Authentication

[Floyd]

People are not authenticating to their local DC as they
should. I can log in 2 times in a row and once I will
authenticate thru site1 and the very next time I will
authenticate to Site2. ??? In trying to figure this out I
have run across some information that seems to say that
part of the issue could be time not working properly. I
have noticed some oddities along this line.

If I do a NET TIME at a DOS prompt it tells me that Site1
is the main time server

In the registry of my w/s it tells me that Site2 is my
NTP server which I assume would be the main time server

I cannot find anything alluding to an NTP server any
where configured in the group policies.

Thanks

floyd

 

[Roger Abell]

Site1 and Site2 are two DCs of a single domain ?
Or are these only sites (which contain DCs by
whatever other name) ?

Are you sure that you have correctly defined your
sites in AD and that the client has an IP that clearly
places it into a site ?

If Site1 and Site2 are DC names, are you sure that
they are not both registered via SRVs in the site
resource records for the site of the client ?
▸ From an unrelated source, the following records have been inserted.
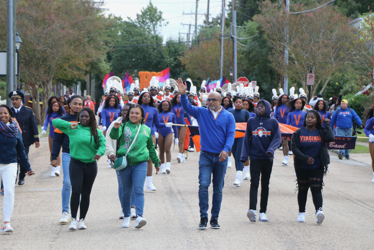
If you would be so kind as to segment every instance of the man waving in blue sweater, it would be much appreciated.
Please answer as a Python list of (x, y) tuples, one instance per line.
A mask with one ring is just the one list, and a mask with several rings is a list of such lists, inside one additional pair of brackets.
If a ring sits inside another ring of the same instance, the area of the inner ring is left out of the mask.
[[(221, 106), (221, 95), (216, 92), (209, 94), (206, 100), (208, 108), (191, 105), (186, 96), (187, 86), (182, 79), (178, 80), (183, 109), (195, 118), (199, 123), (201, 147), (199, 160), (199, 205), (200, 223), (199, 229), (206, 229), (209, 207), (208, 187), (213, 174), (213, 198), (211, 228), (220, 228), (218, 216), (222, 201), (222, 189), (227, 166), (227, 153), (231, 150), (235, 136), (234, 116)], [(212, 135), (217, 136), (210, 136)], [(280, 142), (278, 143), (278, 144)]]

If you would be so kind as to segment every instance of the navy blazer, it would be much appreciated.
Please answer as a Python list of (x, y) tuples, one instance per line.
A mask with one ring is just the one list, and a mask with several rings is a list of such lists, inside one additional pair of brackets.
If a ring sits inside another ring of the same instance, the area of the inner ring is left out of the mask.
[(24, 145), (31, 145), (34, 142), (39, 141), (39, 131), (35, 116), (33, 109), (28, 107), (22, 106), (19, 112), (16, 114), (14, 108), (12, 108), (13, 115), (22, 130), (22, 141)]

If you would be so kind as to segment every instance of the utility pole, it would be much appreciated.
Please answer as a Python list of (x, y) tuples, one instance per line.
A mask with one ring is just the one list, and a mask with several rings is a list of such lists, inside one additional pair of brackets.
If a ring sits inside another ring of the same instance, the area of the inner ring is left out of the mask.
[(222, 22), (221, 24), (221, 58), (220, 62), (220, 79), (222, 78), (223, 75), (223, 32), (225, 28), (225, 0), (222, 0)]
[(237, 79), (236, 74), (236, 7), (235, 7), (235, 0), (233, 0), (233, 75), (234, 76), (234, 82), (236, 82)]

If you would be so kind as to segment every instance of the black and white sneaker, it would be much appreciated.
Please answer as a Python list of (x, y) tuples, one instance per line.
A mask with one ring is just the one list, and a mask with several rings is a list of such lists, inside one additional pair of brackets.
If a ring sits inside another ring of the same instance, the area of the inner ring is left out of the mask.
[(220, 229), (221, 227), (218, 224), (218, 220), (217, 219), (211, 219), (211, 228), (213, 229)]
[(204, 230), (206, 229), (206, 224), (208, 223), (207, 217), (203, 217), (200, 218), (200, 223), (199, 224), (199, 229)]

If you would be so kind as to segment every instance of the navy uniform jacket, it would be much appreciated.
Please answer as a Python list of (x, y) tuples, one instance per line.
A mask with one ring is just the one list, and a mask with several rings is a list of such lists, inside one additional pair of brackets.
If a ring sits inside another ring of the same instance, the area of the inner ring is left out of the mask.
[(13, 115), (12, 117), (17, 119), (19, 127), (22, 130), (22, 141), (24, 145), (31, 145), (34, 141), (39, 141), (39, 131), (35, 116), (33, 109), (22, 106), (19, 112), (16, 114), (14, 108), (12, 108)]

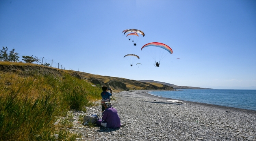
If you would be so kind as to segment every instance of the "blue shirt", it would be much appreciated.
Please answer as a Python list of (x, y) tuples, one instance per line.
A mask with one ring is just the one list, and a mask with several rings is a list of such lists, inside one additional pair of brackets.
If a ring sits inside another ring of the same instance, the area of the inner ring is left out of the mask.
[(112, 94), (110, 94), (108, 92), (103, 91), (101, 92), (100, 95), (101, 95), (101, 97), (103, 99), (104, 99), (105, 98), (109, 98), (110, 99), (110, 96), (112, 96)]

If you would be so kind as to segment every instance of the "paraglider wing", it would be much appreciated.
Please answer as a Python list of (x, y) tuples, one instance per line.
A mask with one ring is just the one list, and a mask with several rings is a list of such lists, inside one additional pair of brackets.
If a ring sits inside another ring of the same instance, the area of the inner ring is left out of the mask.
[(127, 35), (126, 36), (127, 37), (128, 36), (130, 36), (130, 35), (135, 35), (135, 36), (137, 36), (138, 37), (139, 36), (139, 35), (138, 35), (138, 34), (137, 33), (133, 33), (128, 34), (127, 34)]
[(169, 47), (168, 45), (163, 44), (163, 43), (158, 43), (158, 42), (152, 42), (148, 43), (147, 43), (146, 45), (144, 45), (141, 47), (141, 50), (142, 50), (142, 49), (147, 47), (149, 46), (154, 46), (157, 47), (159, 47), (163, 49), (166, 50), (168, 51), (171, 54), (173, 54), (173, 50), (171, 47)]
[(129, 54), (126, 55), (124, 56), (124, 57), (125, 57), (125, 56), (134, 56), (137, 58), (138, 59), (139, 59), (139, 57), (138, 56), (137, 56), (137, 55), (135, 55), (135, 54)]
[(135, 29), (131, 29), (127, 30), (127, 31), (124, 32), (124, 35), (125, 33), (130, 32), (139, 33), (141, 35), (142, 35), (142, 36), (143, 36), (143, 37), (144, 36), (145, 36), (145, 34), (144, 34), (144, 33), (142, 32), (142, 31), (140, 31), (139, 30)]
[(125, 30), (124, 30), (124, 31), (122, 31), (122, 33), (123, 33), (124, 32), (125, 32), (125, 31), (128, 31), (128, 29), (125, 29)]

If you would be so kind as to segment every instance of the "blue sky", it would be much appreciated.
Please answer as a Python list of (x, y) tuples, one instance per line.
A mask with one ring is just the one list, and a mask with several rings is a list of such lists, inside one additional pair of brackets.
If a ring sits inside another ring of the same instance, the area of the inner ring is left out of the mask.
[[(256, 2), (1, 0), (0, 46), (93, 74), (256, 89)], [(136, 46), (122, 33), (130, 29), (145, 33)], [(173, 51), (159, 67), (141, 50), (152, 42)], [(140, 57), (132, 67), (129, 54)]]

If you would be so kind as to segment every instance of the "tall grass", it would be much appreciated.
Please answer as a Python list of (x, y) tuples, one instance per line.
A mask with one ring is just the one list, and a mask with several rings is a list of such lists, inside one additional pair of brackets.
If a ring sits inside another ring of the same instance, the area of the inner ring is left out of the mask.
[(0, 140), (74, 139), (77, 135), (54, 123), (69, 110), (81, 110), (100, 99), (100, 89), (67, 73), (28, 74), (0, 74)]

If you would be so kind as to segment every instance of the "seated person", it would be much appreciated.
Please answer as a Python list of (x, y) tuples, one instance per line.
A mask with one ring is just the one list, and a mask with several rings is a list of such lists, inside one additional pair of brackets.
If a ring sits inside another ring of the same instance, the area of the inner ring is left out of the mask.
[(104, 127), (115, 129), (124, 127), (126, 124), (121, 124), (120, 118), (117, 114), (117, 110), (112, 107), (111, 103), (107, 102), (103, 104), (106, 110), (103, 112), (102, 119), (99, 119), (96, 121), (98, 125)]

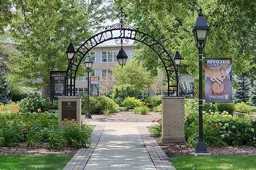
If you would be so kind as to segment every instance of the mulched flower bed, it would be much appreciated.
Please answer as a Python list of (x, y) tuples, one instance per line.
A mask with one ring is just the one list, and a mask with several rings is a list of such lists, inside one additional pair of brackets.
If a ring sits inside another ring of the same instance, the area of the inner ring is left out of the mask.
[(82, 115), (83, 122), (89, 121), (111, 122), (151, 122), (153, 120), (160, 119), (161, 113), (150, 112), (148, 115), (133, 114), (132, 111), (119, 112), (113, 113), (109, 116), (104, 115), (91, 115), (91, 119), (86, 119), (85, 115)]
[[(159, 139), (156, 140), (169, 158), (188, 155), (195, 150), (194, 148), (189, 148), (186, 142), (164, 144), (160, 143)], [(246, 146), (208, 148), (207, 151), (213, 155), (256, 155), (256, 147)]]

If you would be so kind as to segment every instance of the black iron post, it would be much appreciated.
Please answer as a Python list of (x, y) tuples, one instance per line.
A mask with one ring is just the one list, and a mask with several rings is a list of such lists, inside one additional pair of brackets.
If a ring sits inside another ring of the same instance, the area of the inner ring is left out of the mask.
[(196, 153), (207, 153), (206, 144), (203, 132), (203, 47), (200, 44), (199, 50), (199, 139), (196, 146)]
[(87, 70), (87, 109), (85, 114), (86, 119), (91, 119), (91, 115), (90, 112), (90, 70)]

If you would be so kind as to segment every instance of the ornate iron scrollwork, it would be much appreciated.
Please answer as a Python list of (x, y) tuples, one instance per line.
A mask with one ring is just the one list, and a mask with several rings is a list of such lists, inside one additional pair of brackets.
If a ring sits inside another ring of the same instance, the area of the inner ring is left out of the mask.
[[(170, 95), (171, 93), (174, 93), (175, 92), (176, 92), (176, 95), (178, 95), (178, 74), (174, 62), (168, 51), (153, 37), (137, 29), (133, 29), (127, 24), (124, 24), (123, 20), (127, 16), (123, 12), (123, 8), (121, 8), (121, 12), (117, 17), (120, 20), (120, 24), (115, 24), (109, 28), (106, 28), (104, 31), (91, 37), (77, 50), (67, 68), (68, 73), (74, 74), (67, 74), (66, 95), (75, 95), (75, 80), (77, 72), (85, 56), (91, 49), (98, 44), (111, 40), (114, 40), (116, 44), (121, 45), (127, 44), (129, 40), (133, 40), (146, 45), (159, 57), (166, 72), (168, 95)], [(116, 32), (119, 33), (119, 34), (114, 34)], [(69, 81), (69, 79), (72, 81)], [(171, 85), (172, 80), (175, 81), (175, 85)]]

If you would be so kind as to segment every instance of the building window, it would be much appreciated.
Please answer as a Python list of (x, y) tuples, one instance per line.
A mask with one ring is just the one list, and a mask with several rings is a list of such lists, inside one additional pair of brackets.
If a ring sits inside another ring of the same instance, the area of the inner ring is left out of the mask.
[(102, 62), (107, 62), (107, 51), (102, 51)]
[(102, 80), (104, 80), (108, 77), (113, 77), (113, 74), (110, 70), (102, 70)]
[(102, 51), (102, 62), (117, 62), (117, 60), (116, 59), (116, 56), (117, 55), (117, 54), (118, 54), (118, 51)]

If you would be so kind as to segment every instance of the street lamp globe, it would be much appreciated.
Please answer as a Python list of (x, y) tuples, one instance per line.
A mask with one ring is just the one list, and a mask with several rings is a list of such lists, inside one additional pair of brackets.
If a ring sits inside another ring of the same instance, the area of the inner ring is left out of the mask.
[(198, 17), (193, 29), (197, 48), (200, 46), (203, 48), (204, 47), (209, 29), (209, 27), (203, 17), (203, 14), (202, 14), (202, 9), (200, 8), (199, 10)]
[(84, 65), (85, 66), (86, 69), (88, 70), (91, 69), (92, 64), (93, 64), (93, 61), (92, 61), (92, 60), (90, 56), (88, 55), (85, 59), (85, 61), (84, 63)]
[(128, 57), (126, 53), (123, 50), (123, 48), (121, 48), (121, 49), (119, 51), (117, 56), (116, 56), (116, 59), (118, 61), (119, 65), (121, 65), (122, 67), (125, 65)]
[(74, 48), (73, 44), (70, 40), (68, 47), (67, 48), (67, 50), (66, 51), (66, 54), (67, 56), (67, 59), (69, 61), (71, 60), (75, 52), (76, 51), (75, 51), (75, 48)]
[(181, 61), (182, 60), (182, 58), (180, 56), (180, 54), (179, 54), (178, 49), (176, 49), (175, 53), (174, 54), (174, 56), (173, 56), (173, 60), (174, 60), (175, 65), (176, 65), (176, 67), (179, 66), (180, 61)]

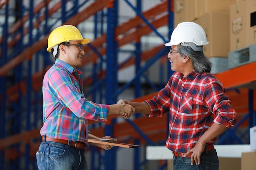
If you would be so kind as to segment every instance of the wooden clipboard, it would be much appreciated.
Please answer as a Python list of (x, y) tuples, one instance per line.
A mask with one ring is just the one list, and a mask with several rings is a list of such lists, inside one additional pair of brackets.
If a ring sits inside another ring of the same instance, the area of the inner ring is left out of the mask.
[(123, 144), (122, 143), (111, 143), (107, 141), (99, 141), (97, 139), (87, 139), (87, 141), (88, 142), (95, 143), (96, 144), (104, 144), (105, 145), (111, 145), (112, 146), (119, 146), (123, 148), (139, 148), (139, 145), (132, 145), (128, 144)]

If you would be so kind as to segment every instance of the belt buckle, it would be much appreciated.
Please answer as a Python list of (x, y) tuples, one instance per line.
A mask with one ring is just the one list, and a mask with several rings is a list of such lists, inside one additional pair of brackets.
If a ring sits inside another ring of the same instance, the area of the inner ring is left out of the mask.
[(77, 148), (77, 144), (78, 143), (78, 142), (76, 142), (76, 144), (75, 144), (75, 148), (76, 149), (79, 149), (79, 148)]
[(83, 143), (82, 144), (82, 143), (80, 143), (80, 142), (76, 142), (76, 144), (75, 144), (75, 148), (76, 149), (80, 149), (80, 148), (77, 148), (77, 144), (83, 144), (83, 146), (82, 147), (82, 148), (84, 148), (85, 145), (85, 143)]

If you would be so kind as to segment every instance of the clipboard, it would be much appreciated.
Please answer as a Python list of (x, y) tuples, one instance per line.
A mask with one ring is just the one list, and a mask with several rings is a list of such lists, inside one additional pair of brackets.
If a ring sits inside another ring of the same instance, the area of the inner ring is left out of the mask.
[(112, 146), (119, 146), (123, 148), (139, 148), (139, 145), (132, 145), (131, 144), (123, 144), (122, 143), (111, 143), (108, 141), (99, 141), (98, 139), (88, 139), (87, 141), (96, 144), (104, 144), (104, 145), (111, 145)]

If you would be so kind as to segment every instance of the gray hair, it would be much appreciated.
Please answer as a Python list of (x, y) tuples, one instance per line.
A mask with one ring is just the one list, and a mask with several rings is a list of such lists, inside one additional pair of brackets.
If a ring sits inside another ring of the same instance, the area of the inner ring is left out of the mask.
[(181, 56), (186, 55), (189, 57), (193, 68), (198, 72), (210, 72), (212, 64), (204, 55), (202, 51), (195, 51), (189, 46), (178, 45), (178, 49)]

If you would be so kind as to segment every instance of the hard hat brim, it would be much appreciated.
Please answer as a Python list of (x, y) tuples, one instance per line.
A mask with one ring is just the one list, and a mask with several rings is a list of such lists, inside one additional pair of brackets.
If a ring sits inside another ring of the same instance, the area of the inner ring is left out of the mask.
[[(72, 40), (70, 40), (68, 41), (67, 41), (67, 42), (69, 42), (70, 41), (71, 41)], [(91, 41), (91, 40), (90, 39), (88, 39), (88, 38), (84, 38), (84, 39), (81, 39), (74, 40), (81, 40), (81, 43), (82, 44), (86, 44), (89, 43)], [(58, 44), (61, 44), (62, 42), (60, 42), (60, 43), (58, 43)], [(46, 50), (48, 51), (49, 51), (49, 52), (51, 52), (51, 49), (52, 49), (52, 47), (53, 47), (54, 46), (49, 46), (47, 49), (46, 49)]]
A client is free to use, for authentication, any DC
of the domain but will first try those that are listed
via SRV resource records for its site, so you really
need to examine the DNS site SRVs.

As for the NTP part of your question:

A domain member will in default settings use the
PDC emulator FSMO of its domain as its time server.
Are you sure that your PDC FSMO exists and is
correctly registring the PDC SRV resource record in
DNS ?

net time /querysntp
is the older interface.

Try at a cmd prompt running
w32tm /once
and read to see what NTP servers it tries.

 

[GoumbaYa]

This is Active Directory related - not XP.